Les fromages d’Auvergne, nuls au Nutri-Score, mais garants de la tradition et l’authenticité
« Nous, on n’applique pas le Nutri-Score », clame Nicolas Cussac, producteur de bleu d’Auvergne, qui préfère mettre en avant l’authenticité de ses fromages traditionnels plutôt que les notations du système d’étiquetage nutritionnel français.
Cet éleveur de Saint-Flour, dans le Cantal, trait ses vaches à 07H30. Puis le pénicillium — champignon donnant sa couleur bleue au fromage — est incorporé au lait chauffé à 32°C.
« Hier, c’était du foin, aujourd’hui c’est du lait, demain ce sera du fromage », résume-t-il.
Avec la présure — un coagulant d’origine animale —, « le tout forme un gros yaourt, que l’on tranche pour créer des petits grains caillés », décrit le quadragénaire devant la cuve en inox où les grains sont brassés.

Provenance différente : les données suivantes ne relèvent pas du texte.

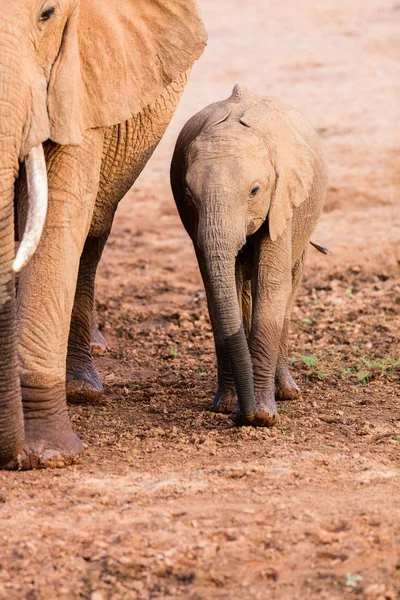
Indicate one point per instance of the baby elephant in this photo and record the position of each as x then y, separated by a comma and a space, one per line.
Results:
249, 179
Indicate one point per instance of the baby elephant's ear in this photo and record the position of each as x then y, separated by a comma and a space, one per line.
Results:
289, 136
218, 115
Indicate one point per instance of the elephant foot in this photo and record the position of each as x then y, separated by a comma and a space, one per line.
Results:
98, 343
224, 402
266, 414
285, 386
47, 447
84, 386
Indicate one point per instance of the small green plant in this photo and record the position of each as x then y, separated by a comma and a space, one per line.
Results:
363, 378
307, 321
353, 579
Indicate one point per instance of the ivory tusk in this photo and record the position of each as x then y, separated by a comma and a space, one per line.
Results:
36, 175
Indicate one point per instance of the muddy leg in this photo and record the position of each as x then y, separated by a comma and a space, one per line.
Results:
225, 399
45, 301
83, 382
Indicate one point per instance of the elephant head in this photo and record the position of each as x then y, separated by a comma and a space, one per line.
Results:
67, 66
239, 165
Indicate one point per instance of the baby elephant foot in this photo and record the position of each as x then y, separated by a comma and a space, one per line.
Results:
98, 343
285, 386
266, 414
224, 401
84, 386
47, 447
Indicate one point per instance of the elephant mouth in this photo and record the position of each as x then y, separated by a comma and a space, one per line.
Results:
36, 175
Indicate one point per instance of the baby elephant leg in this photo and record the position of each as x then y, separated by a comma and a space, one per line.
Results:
272, 285
285, 386
226, 398
83, 382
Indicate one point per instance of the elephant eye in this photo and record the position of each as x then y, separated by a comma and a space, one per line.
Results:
46, 14
255, 190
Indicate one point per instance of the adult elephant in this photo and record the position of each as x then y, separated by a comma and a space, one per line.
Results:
97, 82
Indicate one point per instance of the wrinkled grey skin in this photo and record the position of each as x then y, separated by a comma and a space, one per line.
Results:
249, 180
87, 90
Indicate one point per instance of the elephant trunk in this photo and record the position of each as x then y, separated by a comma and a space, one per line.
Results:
15, 120
218, 257
11, 419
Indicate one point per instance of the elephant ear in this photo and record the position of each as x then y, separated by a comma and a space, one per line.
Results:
288, 134
116, 57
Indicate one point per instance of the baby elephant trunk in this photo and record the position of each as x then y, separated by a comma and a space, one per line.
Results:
218, 268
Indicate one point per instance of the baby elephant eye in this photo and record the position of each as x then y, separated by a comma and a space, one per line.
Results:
255, 190
46, 14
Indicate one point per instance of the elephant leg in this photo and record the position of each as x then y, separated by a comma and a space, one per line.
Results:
271, 288
83, 382
98, 343
285, 386
226, 398
45, 301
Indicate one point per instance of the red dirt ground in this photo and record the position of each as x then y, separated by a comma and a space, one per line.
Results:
171, 501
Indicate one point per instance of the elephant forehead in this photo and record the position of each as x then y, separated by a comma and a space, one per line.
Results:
230, 139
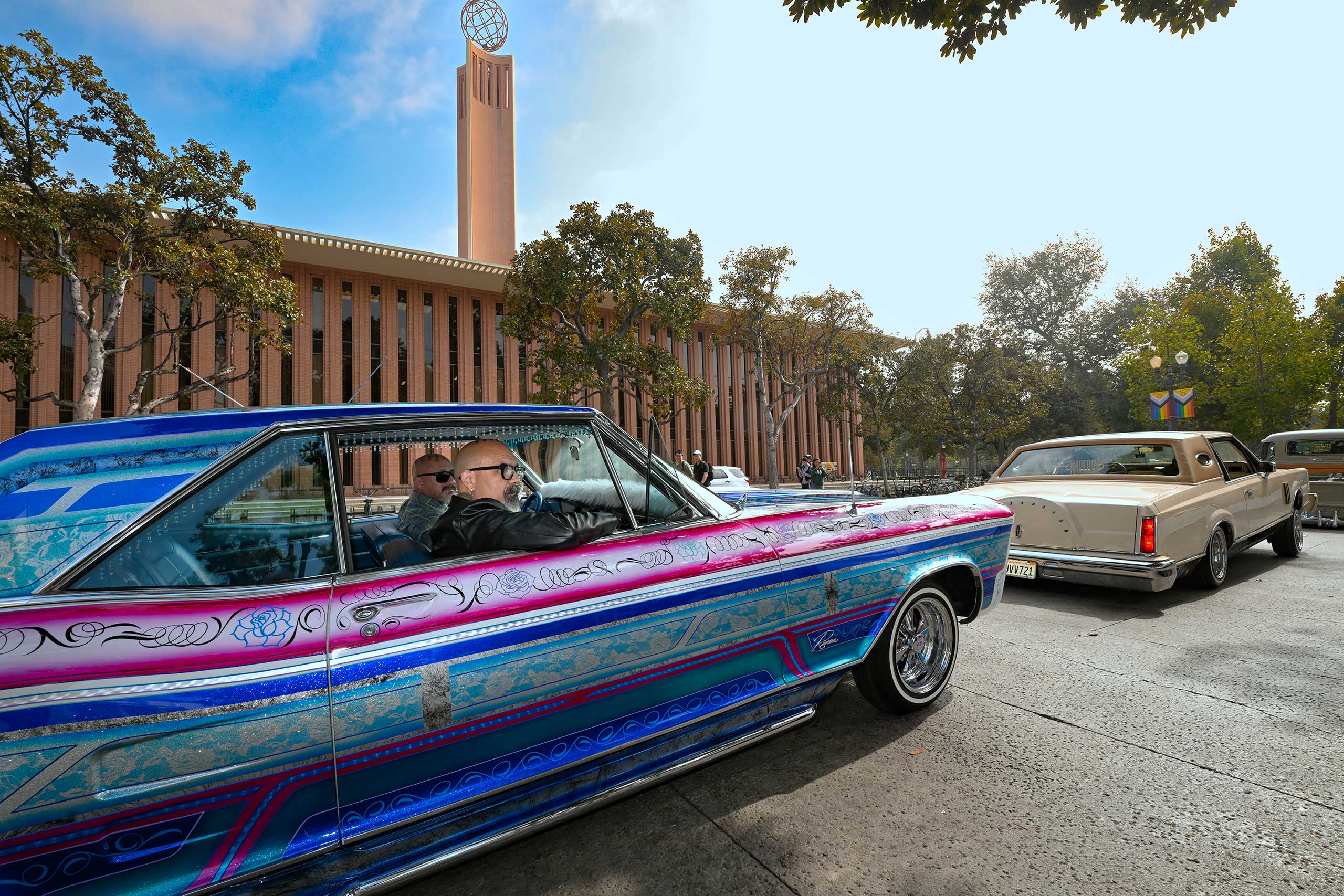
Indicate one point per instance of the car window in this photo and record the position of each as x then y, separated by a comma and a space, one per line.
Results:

Ces grains sont ensuite séparés du sérum jaune clair pour être moulés, puis salés trois jours plus tard avant affinage en cave, pour cinq à six semaines.
« Cela donne de beaux fromages », dit fièrement le producteur en montrant ses produits destinés aux restaurants, crèmeries et fromageries.
Mais, comme le bleu des Causses ou le roquefort, le bleu d’Auvergne est classé E, la pire note du système Nutri-Score. Le plus souvent, les fromages d’appellation AOP sont notés D, en raison de leur taux de sel et de graisse.
Goût altéré
« Comment expliquer que le bleu d’Auvergne soit classé E alors que des frites avant leur cuisson dans l’huile sont notées A ? », s’interroge Sébastien Ramade, président de l’association des fromages AOP d’Auvergne qui produit 38.000 tonnes par an (soit 20% des fromages AOP au lait de vache).
L’association auvergnate demande leur exclusion du système d’étiquetage.
« Le Nutri-Score pousse les industriels à modifier leurs recettes (… ), alors que nous ne pouvons pas le faire. Notre logo, notre cahier des charges suffisent à rassurer le consommateur », estime M. Ramade, également producteur de saint-nectaire.
« Si on diminuait le taux de sel, on sait très bien qu’on aurait des fromages au goût altéré et des problèmes de conservation », assure Nicolas Cussac, qui fabrique 25.000 kilos par an de bleu et de fourme d’Ambert.
François Champeau est fromager à Clermont-Ferrand. Dans sa vitrine, les bleus d’Auvergne côtoient les saint-nectaire, cantals, salers et fourmes d’Ambert, d’autres fromages auvergnats.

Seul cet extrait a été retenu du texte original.